Mit Änderungsbescheid vom 17. Oktober 1986 setzte der Beklagte und Revisionskläger (Finanzamt - FA -) die Berlinzulage auf . . . DM fest. Dabei versagte das FA die Zulage für das Programm mit der Begründung, daß es sich dabei um ein immaterielles Wirtschaftsgut handele.

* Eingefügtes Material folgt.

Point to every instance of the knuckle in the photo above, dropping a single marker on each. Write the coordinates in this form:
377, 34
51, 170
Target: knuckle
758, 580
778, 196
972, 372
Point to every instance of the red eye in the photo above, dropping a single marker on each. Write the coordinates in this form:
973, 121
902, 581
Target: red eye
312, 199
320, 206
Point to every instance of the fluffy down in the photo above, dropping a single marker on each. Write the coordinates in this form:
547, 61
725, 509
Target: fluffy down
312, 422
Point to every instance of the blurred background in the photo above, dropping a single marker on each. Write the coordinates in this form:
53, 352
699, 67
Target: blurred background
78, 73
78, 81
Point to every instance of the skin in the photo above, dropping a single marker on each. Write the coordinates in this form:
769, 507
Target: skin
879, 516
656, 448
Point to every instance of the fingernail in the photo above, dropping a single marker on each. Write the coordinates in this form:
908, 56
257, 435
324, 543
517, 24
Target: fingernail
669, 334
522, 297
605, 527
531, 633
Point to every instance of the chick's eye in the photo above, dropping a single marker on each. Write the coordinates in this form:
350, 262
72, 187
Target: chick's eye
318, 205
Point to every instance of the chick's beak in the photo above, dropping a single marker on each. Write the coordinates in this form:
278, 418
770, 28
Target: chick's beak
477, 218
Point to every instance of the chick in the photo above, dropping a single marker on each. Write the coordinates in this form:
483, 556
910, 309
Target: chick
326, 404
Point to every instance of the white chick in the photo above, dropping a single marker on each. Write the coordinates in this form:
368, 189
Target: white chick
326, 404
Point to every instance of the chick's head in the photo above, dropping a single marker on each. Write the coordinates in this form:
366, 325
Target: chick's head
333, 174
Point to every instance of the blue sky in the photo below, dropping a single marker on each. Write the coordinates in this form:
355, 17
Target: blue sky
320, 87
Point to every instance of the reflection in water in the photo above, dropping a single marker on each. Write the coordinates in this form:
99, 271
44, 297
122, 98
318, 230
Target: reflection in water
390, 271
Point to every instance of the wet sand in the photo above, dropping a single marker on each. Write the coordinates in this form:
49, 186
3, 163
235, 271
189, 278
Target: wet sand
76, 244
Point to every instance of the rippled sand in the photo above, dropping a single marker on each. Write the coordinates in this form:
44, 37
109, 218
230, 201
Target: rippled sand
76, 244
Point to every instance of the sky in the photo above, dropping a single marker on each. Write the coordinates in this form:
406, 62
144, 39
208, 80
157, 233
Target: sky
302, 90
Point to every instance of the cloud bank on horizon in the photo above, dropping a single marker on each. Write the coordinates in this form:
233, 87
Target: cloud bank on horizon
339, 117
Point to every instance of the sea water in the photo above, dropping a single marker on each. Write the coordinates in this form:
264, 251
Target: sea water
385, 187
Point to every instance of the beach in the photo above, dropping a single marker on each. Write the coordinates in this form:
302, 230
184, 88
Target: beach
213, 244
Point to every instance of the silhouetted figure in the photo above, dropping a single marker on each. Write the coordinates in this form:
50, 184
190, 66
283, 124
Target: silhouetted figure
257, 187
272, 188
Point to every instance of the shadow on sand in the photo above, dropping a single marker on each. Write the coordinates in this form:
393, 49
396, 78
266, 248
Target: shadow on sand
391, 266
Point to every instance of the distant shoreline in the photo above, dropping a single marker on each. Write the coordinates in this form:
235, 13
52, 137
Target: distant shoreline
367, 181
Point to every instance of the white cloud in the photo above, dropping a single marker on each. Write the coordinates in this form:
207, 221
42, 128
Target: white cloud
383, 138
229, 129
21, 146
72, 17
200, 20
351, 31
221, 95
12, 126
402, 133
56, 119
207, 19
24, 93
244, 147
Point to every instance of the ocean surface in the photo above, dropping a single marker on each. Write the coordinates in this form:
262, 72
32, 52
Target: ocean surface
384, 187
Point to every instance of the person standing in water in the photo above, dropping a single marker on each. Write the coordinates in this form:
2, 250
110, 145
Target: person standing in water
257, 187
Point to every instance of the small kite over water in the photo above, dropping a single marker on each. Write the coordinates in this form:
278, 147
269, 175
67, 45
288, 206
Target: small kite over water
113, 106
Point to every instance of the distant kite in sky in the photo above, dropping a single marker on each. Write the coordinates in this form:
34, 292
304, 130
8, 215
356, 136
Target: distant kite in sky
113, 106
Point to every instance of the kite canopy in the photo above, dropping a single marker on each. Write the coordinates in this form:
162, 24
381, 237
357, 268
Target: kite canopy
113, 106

Die Klage hatte in diesem Punkt Erfolg. Das Finanzgericht (FG) stellte fest, daß der Vertrag, mit dem die Klägerin das Programm erworben hat, kein Miet- oder Lizenzvertrag, sondern ein Kaufvertrag ist und daß die Klägerin an dem Programm das Eigentum erworben hat. Das FG sieht in dem Programm ein sog. fixes Standardprogramm (vgl. Walter in Der Betrieb - DB - 1980, 1815 - 1817 -), bei dem sich die geistige Leistung weitgehend materialisiert habe. Das ist nach Auffassung der beteiligten Wirtschaftskreise (Gutachten der Industrie- und Handelskammer Berlin vom 11. Oktober 1984, vgl. dazu näher Urteil des Bundesfinanzhofs - BFH - vom 3. Juli 1987 III R 7/86, BFHE 150, 259, BStBl II 1987, 728) dann der Fall, wenn Computerprogramme hinsichtlich der Auflagenhöhe, des Verhältnisses von Herstellungskosten zu dem Einzelverkaufspreis und hinsichtlich des Vertriebsweges mit Büchern oder Schallplatten vergleichbar sind.
Bei dem Wordstar-Textverarbeitungsprogramm handele es sich - so das FG - bereits um ein solches Programm. Das Programm sei bis zum Sommer 1984 bereits über 1,5 millionenmal verkauft worden. Der Verkaufserfolg beruhe darauf, daß es wegen seiner Anpassung an gängige Betriebssysteme auf über 20 verschiedenen Computern genutzt werden könne. Diese hohe Auflage stelle sicher, daß der Einzelverkaufspreis, den der Anwender zu zahlen habe, nur noch einen Bruchteil der Entwicklungskosten des Programms betrage. Das streitige Textverarbeitungsprogramm werde über den Fachhandel und sogar über den Versandhandel vertrieben, ohne daß der Käufer mit dem Hersteller des Programms in einen direkten Kontakt trete.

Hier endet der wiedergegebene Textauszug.